La linearità della storia s'intreccia a ricorrenti e ampi flashback che ripercorrono talvolta l'infanzia, talaltra episodi dell'età adulta della protagonista, mentre il ricordo delle varie fasi del parto si snoda in parallelo con il proprio carico di ansia e dolore. Facendo ricorso a un io narrante davvero emozionante e coinvolgente, la penna della Milone ci consegna il ritratto di una giovane donna che cammina lungo il non facile percorso da seguire per diventare madre, pericolosamente in bilico tra feroci notti insonni e voglia di normalità, tra timore di allontanarsi troppo dalla propria figlia e inconfessabile desiderio di fuggire; su tutto, pesanti come macigni, incombono un senso di inadeguatezza ad affrontare la nuova situazione postnatale e quello di solitudine che sfocia spesso violento nelle forzate veglie notturne e permea fin da subito anche la vita di chi nasce.
“Quando uno nasce, nasce per sé, ed è in quel momento lì che l'individuo mette al mondo la propria solitudine: quando nasci, quando muori, il resto non conta, ché la fatica di nascere e di morire è la fatica di contenere tutto quello che c'è al centro, e gli altri non possono fare nulla, in quegli attimi fortissimi tutto quello che ti rimane è quello che sei.”

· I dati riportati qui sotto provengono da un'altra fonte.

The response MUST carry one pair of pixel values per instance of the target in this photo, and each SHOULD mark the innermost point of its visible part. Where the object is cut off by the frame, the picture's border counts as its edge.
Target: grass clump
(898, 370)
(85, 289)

“I pescatori rimangono. Il mare rimane. C'è un pezzo di città che sta sveglio con me. A sentirmi meno sola non mi sento, la notte ha un suono troppo robusto, quasi ingombrante, ché anche se stiamo svegli – io e quegli uomini – ciò che condividiamo non è la veglia, ma una specie di isolamento.”
Particolarmente suggestive le immagini di Napoli e della sua costa in versione notturna, quella città di mare dove “[...] il sonno, si è perso nei vicoli strettissimi” e sulla quale aleggia sempre la presenza rassicurante del suo vulcano. Un bel romanzo originale incentrato sull'estrema fragilità femminile in un momento certamente unico e speciale nella vita di ogni donna, ma non per questo privo di sofferenza e sentimenti contrastanti che finiscono per provare psiche e corpo. Pagine che parlano dell'immensità di quell'amore che fa sì, quando viene al mondo una nuova vita, che chi è madre rinasca per buona parte una seconda volta.
«Ogni scusa è buona per non pensare a lei, perché la sola cosa a cui penso da due mesi è lei. Non serve farmi sentire con le mie, di grida, con le mie, di lacrime, con i miei Basta. Nemmeno l'odore la può saziare, e nemmeno il latte, che mi tira via in abbondanza. Vuole qualcosa che io non le so dare, ché anche io, come lei, sono nuova da poco, e il fatto che io abbia le parole, abbia piú tempo e capelli, piú pelle, piú cervello e vista, piú peli e anche piú grasso, che io sia la madre e lei la figlia, non serve a niente, non significa niente. Significa solo che buona parte di me deve rinascere da capo. »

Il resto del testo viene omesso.